In Trauma Stewardship, we are called to meet these challenges in an intentional way. Lipsky offers a variety of simple and profound practices, drawn from modern psychology and a range of spiritual traditions, that enable us to look carefully at our reactions and motivations and discover new sources of energy and renewal. She includes interviews with successful trauma stewards from different walks of life and even uses New Yorker cartoons to illustrate her points.

“We can do meaningful work in a way that works for us and for those we serve,” Lipsky writes. “Taking care of ourselves while taking care of others allows us to contribute to our societies with such impact that we will leave a legacy informed by our deepest wisdom and greatest gifts instead of burdened by our struggles and despair.

Paperback | 288 pages | Berrett-Koehler Publishers | 2009

Laura van Dernoot Lipsky is the founder and director of The Trauma Stewardship Institute. Widely recognized as a pioneer in the field of trauma exposure, she has worked locally, nationally, and internationally for more than three decades.

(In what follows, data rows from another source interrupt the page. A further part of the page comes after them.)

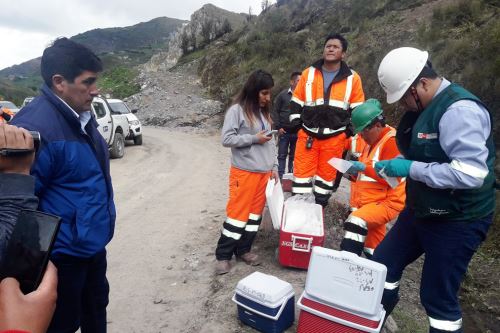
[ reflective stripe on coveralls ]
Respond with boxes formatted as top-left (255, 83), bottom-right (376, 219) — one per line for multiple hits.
top-left (341, 127), bottom-right (404, 257)
top-left (292, 129), bottom-right (346, 205)
top-left (215, 167), bottom-right (271, 260)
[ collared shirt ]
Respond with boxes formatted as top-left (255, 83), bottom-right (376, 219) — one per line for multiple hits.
top-left (54, 94), bottom-right (92, 134)
top-left (410, 78), bottom-right (491, 189)
top-left (321, 68), bottom-right (340, 95)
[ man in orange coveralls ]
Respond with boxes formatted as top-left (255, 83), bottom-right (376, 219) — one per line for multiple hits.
top-left (340, 99), bottom-right (406, 258)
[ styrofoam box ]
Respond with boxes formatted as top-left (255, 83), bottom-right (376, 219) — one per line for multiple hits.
top-left (281, 173), bottom-right (293, 192)
top-left (233, 272), bottom-right (295, 333)
top-left (266, 179), bottom-right (285, 230)
top-left (305, 246), bottom-right (387, 316)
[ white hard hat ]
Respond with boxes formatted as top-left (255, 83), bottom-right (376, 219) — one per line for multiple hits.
top-left (378, 47), bottom-right (429, 104)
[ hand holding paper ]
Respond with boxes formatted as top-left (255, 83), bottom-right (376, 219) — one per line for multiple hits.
top-left (347, 161), bottom-right (366, 174)
top-left (375, 158), bottom-right (413, 177)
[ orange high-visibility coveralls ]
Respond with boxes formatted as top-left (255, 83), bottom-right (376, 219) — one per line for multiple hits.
top-left (290, 61), bottom-right (365, 206)
top-left (341, 126), bottom-right (406, 257)
top-left (217, 166), bottom-right (271, 260)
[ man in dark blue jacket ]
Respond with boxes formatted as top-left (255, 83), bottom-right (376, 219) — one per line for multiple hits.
top-left (272, 72), bottom-right (302, 179)
top-left (12, 38), bottom-right (116, 333)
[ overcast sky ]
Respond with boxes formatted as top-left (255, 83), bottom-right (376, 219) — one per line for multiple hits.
top-left (0, 0), bottom-right (261, 69)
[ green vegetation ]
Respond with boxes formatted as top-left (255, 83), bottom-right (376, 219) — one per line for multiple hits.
top-left (0, 17), bottom-right (185, 103)
top-left (98, 66), bottom-right (141, 99)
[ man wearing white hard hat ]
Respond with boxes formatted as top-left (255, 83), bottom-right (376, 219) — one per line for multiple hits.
top-left (373, 47), bottom-right (495, 333)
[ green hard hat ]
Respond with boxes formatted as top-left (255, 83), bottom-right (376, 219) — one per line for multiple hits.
top-left (351, 98), bottom-right (382, 134)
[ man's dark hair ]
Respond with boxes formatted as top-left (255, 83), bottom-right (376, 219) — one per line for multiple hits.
top-left (40, 38), bottom-right (102, 87)
top-left (323, 34), bottom-right (348, 52)
top-left (290, 72), bottom-right (302, 80)
top-left (411, 60), bottom-right (438, 87)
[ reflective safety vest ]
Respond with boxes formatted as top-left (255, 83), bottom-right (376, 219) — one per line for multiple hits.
top-left (350, 127), bottom-right (405, 209)
top-left (290, 60), bottom-right (365, 139)
top-left (0, 107), bottom-right (14, 123)
top-left (397, 83), bottom-right (495, 221)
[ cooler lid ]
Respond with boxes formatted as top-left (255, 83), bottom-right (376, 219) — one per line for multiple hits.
top-left (305, 246), bottom-right (387, 316)
top-left (236, 272), bottom-right (294, 308)
top-left (266, 179), bottom-right (285, 230)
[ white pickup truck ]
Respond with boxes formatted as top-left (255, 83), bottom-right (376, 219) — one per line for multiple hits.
top-left (92, 96), bottom-right (129, 158)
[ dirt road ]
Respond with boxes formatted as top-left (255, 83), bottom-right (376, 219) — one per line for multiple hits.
top-left (108, 128), bottom-right (229, 332)
top-left (108, 127), bottom-right (421, 333)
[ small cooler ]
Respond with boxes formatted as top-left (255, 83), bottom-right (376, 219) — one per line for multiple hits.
top-left (266, 179), bottom-right (325, 269)
top-left (297, 247), bottom-right (387, 333)
top-left (233, 272), bottom-right (295, 333)
top-left (297, 291), bottom-right (385, 333)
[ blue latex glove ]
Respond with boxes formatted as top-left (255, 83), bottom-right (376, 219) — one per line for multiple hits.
top-left (347, 161), bottom-right (366, 174)
top-left (375, 158), bottom-right (413, 177)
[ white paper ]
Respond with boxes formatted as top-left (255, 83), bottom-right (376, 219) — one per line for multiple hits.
top-left (328, 157), bottom-right (352, 173)
top-left (283, 197), bottom-right (323, 236)
top-left (378, 168), bottom-right (399, 188)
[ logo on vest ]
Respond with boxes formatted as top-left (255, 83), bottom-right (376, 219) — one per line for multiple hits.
top-left (429, 208), bottom-right (450, 215)
top-left (417, 133), bottom-right (437, 140)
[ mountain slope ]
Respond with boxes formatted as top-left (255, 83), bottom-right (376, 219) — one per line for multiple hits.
top-left (0, 17), bottom-right (186, 103)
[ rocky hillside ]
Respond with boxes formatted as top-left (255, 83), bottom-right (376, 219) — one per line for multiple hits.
top-left (150, 4), bottom-right (249, 68)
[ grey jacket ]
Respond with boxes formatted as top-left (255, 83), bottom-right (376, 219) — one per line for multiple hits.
top-left (0, 173), bottom-right (38, 265)
top-left (222, 104), bottom-right (278, 172)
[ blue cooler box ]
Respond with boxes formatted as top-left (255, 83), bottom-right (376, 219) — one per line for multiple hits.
top-left (233, 272), bottom-right (295, 333)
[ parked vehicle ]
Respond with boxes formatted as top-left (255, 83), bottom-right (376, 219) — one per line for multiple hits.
top-left (0, 101), bottom-right (19, 114)
top-left (92, 96), bottom-right (129, 158)
top-left (108, 99), bottom-right (142, 145)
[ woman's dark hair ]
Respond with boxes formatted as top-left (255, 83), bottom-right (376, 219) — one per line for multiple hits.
top-left (323, 34), bottom-right (348, 52)
top-left (40, 38), bottom-right (102, 87)
top-left (234, 69), bottom-right (274, 125)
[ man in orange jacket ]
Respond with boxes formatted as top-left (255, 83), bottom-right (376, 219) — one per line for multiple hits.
top-left (0, 107), bottom-right (14, 123)
top-left (290, 34), bottom-right (365, 206)
top-left (340, 99), bottom-right (406, 258)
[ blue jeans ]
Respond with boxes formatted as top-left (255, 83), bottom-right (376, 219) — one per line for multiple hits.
top-left (47, 250), bottom-right (109, 333)
top-left (372, 208), bottom-right (493, 333)
top-left (278, 133), bottom-right (297, 178)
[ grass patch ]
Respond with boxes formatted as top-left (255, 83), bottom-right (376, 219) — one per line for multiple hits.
top-left (391, 307), bottom-right (429, 333)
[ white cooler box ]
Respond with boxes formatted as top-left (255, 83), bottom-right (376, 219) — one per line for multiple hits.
top-left (298, 247), bottom-right (387, 333)
top-left (233, 272), bottom-right (295, 333)
top-left (266, 179), bottom-right (325, 269)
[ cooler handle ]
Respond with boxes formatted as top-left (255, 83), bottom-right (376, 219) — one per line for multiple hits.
top-left (297, 293), bottom-right (385, 333)
top-left (292, 235), bottom-right (313, 252)
top-left (232, 294), bottom-right (293, 320)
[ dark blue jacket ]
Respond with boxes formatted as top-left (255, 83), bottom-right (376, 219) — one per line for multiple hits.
top-left (12, 85), bottom-right (116, 257)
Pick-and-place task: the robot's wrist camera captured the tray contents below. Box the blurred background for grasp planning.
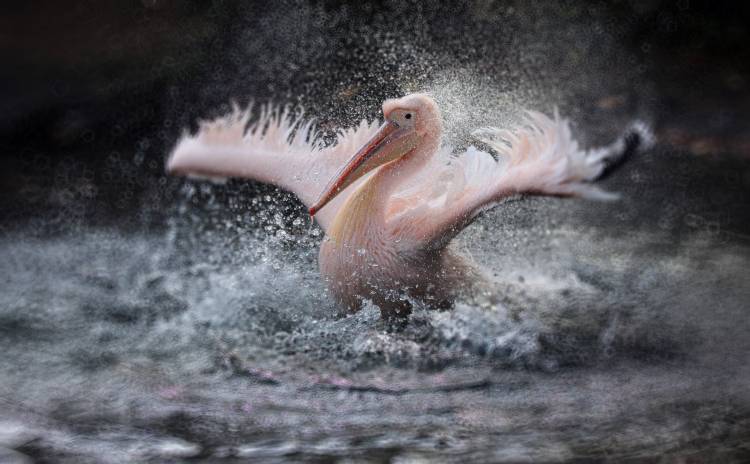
[0,0,750,230]
[0,0,750,463]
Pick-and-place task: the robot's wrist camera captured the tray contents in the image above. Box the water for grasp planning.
[0,156,750,462]
[0,1,750,463]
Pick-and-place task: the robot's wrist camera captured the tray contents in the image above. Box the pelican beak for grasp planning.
[310,120,417,216]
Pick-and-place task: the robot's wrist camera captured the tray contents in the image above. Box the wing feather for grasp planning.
[167,105,378,229]
[389,110,640,249]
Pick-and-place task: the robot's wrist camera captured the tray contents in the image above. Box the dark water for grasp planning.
[0,0,750,463]
[0,149,750,462]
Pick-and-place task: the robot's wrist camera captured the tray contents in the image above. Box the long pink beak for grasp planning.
[309,121,406,216]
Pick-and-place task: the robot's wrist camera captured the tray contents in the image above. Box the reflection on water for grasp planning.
[0,183,750,462]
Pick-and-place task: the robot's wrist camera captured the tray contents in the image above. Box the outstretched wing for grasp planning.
[389,111,651,249]
[167,106,377,229]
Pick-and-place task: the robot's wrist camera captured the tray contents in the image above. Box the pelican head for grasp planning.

Coauthor Connie Burk started her work in the anti-violence movement 25 years ago in Lawrence, Kansas. As a student activist and then a domestic violence shelter advocate, she began to make sense of her own experience with family violence and to build a framework for engaging people to make change. As her work progressed, she co-founded the first regional domestic violence survivor services for lesbian, bisexual, trans, and gay people in Kansas as a project of Women’s Transitional Care Services.